Fear finds it’s power in the threat of loss, whether that be loss of reputation, possessions, one’s life or even one’s soul. As a child we are surrounded with a sense of security to protect us from feeling the fear of the real world. We are brought up with a general sense of the safety of the world. Authority figures know what they are doing and the world is safely in their hands. Bad people come to nothing and the good triumph in the end.
As we get older that security can begin to shake. We can start to feel like the threat of loss is very real and the world is not as safe or just as we thought. Religion often helps to replace that blanket of security by various means. It can provide us with a ground of meaning, a trust that despite appearances, the ultimate authority figure does know what he is doing. Also it can assure us that by engaging in something (a system of belief) or acting in a certain way (morality) we can be sure that after death there is ultimately reward and so death loses it’s sting. We place confidence in our beliefs or morality as that which will ensure we are “alright in the end”.
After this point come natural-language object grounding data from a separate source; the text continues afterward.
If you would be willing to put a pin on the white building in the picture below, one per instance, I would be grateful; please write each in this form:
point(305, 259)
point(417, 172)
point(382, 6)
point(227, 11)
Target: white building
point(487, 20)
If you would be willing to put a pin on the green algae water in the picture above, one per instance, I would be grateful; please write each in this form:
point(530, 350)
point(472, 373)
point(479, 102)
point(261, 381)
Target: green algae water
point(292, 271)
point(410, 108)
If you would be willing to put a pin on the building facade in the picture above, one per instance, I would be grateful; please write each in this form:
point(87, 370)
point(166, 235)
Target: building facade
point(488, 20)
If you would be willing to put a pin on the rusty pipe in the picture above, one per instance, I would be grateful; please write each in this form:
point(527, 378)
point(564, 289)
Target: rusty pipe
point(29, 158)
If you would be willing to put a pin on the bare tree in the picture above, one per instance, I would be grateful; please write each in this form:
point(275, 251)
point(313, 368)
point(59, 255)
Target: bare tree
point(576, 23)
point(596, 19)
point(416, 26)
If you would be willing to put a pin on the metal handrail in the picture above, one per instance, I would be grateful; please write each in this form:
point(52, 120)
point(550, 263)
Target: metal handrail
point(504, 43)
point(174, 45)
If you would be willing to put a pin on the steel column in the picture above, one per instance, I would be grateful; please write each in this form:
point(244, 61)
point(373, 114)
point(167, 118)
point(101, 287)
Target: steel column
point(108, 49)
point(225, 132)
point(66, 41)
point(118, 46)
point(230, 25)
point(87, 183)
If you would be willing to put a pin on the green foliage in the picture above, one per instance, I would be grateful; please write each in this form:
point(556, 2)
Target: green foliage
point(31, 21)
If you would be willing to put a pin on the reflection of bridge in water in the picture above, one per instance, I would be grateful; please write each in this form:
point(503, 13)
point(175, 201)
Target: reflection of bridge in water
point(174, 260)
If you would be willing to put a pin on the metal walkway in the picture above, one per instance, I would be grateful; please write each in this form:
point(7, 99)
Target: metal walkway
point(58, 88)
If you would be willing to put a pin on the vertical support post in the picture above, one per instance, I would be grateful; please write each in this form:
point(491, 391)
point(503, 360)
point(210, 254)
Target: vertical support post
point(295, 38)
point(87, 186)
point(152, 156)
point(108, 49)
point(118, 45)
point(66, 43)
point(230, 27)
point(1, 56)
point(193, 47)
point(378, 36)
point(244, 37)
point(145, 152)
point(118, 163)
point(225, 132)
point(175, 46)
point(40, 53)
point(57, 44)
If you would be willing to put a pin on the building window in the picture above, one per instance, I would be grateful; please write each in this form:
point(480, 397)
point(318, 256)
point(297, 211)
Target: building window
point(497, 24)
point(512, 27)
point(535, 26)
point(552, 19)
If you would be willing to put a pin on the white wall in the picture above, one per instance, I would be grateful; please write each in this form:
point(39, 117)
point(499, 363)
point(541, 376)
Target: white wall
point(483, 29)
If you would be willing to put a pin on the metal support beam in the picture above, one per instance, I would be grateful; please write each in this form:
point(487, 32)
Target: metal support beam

The problem with this is that both belief and morality are open to being destroyed. Facts or external evidence can shake belief and often the response is then to put our proverbial head in the sand or become more dogmatic about it even in the face of its absurdity. By threatening the system of belief one may actually be threatening the person’s security and to suggest that a person questions those beliefs is tantamount to suggesting they feel the horror of what “might be”, the very thing they seek to protect themselves from. Equally morality is just as problematic. We are all acutely aware of the failures of our own morality and if we hold our moral uprightness as our security from loss we will find that truly shaken when we stumble.
Perhaps Christ was not advocating either standard of religion and instead sought to move us beyond those foundations and onto one built on himself alone. A misconception that has recently been exposed was that Judaism was based on works of a moral law. It wasn’t. It was based on grace; the grace of being born a Jew. The only right response then was to fulfill the law. So it wasn’t that Christ corrected a false view of Judaism being rooted in moral behaviour to instead see it as being based on a system of belief. It already was a system of belief manifest in circumcision. I believe the call to faith is one that places our hope/faith/confidence in the grace of God alone. That He will “preserve us blameless before his presence with exceeding joy”. Then from a foundation that cannot be shaken fear and death have no sting as we have already, like Christ, suffered the loss of all things. Paul highlighted Christ’s criticism of believing that Jewishness saved by saying that we put no confidence in the flesh and that God could raise children to Abraham from these stones. We likewise must put no confidence in our belief as a path to salvation; even the demons believe.
One may counter that this faith is also shakable, that we must consider the possibility that God is not, in fact, gracious or may not exist. But that would be to confuse faith with belief. It is not a belief that God is gracious but a surrender to God, trusting his graciousness. It is a fearful thing to fall into the hands of God, but once it has been done then there is nothing left to fear. Yes we experience the horror of complete loss of certainty and control. We lose any right to put a gap between ourselves and loss. Which therefore requires an embrace of it in the form of death to self. From this place of death to self there springs resurrection in the form of the indwelling Spirit. This Spirit is our hope. It is a transformation that one experiences not a belief in something subjective. God is no longer object, we become subject, and fear and death have no more power over us.
Perhaps then the path of fear fully overcome goes through these stages:
1. Absence of fear in innocence and ignorance (a child)
2. Realisation of fear when confronted with evil and loss.
3. Shielding from fear through religion, moral works or distraction.
4. An embrace of complete loss and a resurrection of hope in Christ.
In my opinion it is this stage 4 that marks the true nature of Christianity over against a Christianity or other religious system that founds itself on belief, ritual or morality.